Unlike its more innovative predecessor, NBA 2K24 only introduces a handful of new elements, the most notable of which is ProPlay technology. Though the newly integrated feature does make each layup, dunk, and jump shot more realistic than ever, this aesthetic upgrade isn’t enough to redeem what is essentially just a fresh coat of paint over a dated and unimaginative foundation. The lack of novel features became especially evident once I went through most of the recycled game modes offered within. Fortunately, NBA 2K24 still has a couple of enjoyable modes you can spend most of your time with, including my favorite, Mamba Moments.
Like NBA 2K23’s Jordan Challenges, the latest commemorative offering lets you relive seven of Kobe’s most iconic games. However, Mamba Moments doesn’t take you back to the Laker legend’s humble career beginnings. Instead, the first challenge you play through happens amid his electrifying career during the 2001 playoffs, five years after he was drafted. Though this opening challenge is undoubtedly an iconic event in Kobe’s career, I was disappointed by the omission of some of his most memorable, legacy-defining milestones. The exclusion of Kobe’s 81-point outburst in 2006 against the Toronto Raptors is particularly baffling; this near-record-breaking occasion would have been a treat to recreate.
MyNBA Eras, the novel addition from NBA 2K23 that lets you relive specific periods in the league, returns, this time with a new supplementary offering in tow called MyNBA Lite. Though welcome, I was puzzled by the addition of this streamlined Eras mode as its inclusion is unnecessary and redundant. However, playing through different periods, from the Magic vs. Bird Era of the 1980s to the Modern Era of the 2020s, remains an entertaining experience as each one brings its own set of rules, teams, and players that ensure no two playthroughs are the same.
Yet no matter how enjoyable MyNBA Eras and Mamba Moments are, the high points I experienced with these modes were dwarfed by the dismay I felt upon entering NBA 2K24’s MyCareer. If you’re looking forward to going through a new rags-to-riches story in the latest single-player offering, then prepare to be disappointed as Visual Concepts has completely discarded any semblance of a coherent plot – a decision that confounds me since the single-player mode’s dramatic underdog narrative has always been one of the elements I enjoyed most in past entries.

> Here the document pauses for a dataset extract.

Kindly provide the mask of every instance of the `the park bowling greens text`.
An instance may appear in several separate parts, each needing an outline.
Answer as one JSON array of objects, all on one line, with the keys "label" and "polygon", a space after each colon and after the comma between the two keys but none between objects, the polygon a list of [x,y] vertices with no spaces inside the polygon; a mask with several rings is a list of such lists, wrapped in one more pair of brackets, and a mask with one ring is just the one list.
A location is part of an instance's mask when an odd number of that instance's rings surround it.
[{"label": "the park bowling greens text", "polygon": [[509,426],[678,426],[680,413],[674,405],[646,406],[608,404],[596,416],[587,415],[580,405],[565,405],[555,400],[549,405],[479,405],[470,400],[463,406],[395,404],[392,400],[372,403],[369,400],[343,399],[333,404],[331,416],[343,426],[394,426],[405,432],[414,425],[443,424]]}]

In addition, the road to becoming the NBA GOAT also becomes exponentially more problematic if you haven’t amassed a mountain of Virtual Currency. As this is your primary method of progressing your player, you’ll need to purchase copious amounts to rank up quickly since the quantity you earn after each MyCareer game isn’t sufficient to grow meaningfully.
Like always, NBA 2K24’s heavy emphasis on in-game currency and microtransactions isn’t limited to MyCareer, as this necessity becomes even more pronounced in the ever-popular MyTeam mode. Like in past installments, you can always grind out new rare player cards instead of purchasing them outright. However, the time it takes to earn these upgrades often doesn’t make any of it worth it in the long run.
Following the innovative and pleasantly surprising NBA 2K23, I expected Visual Concepts to build upon its success and introduce even more improvements with its latest entry in the long-running basketball series. But instead of mirroring the Black Mamba’s gradual rise to permanent relevancy, NBA 2K24 sadly feels like a stop-gap – a quick hit to temporarily satisfy diehard fans. If this continues, the series could veer closer to a forgettable imitation of Kobe’s signature move: a fadeaway into obscurity.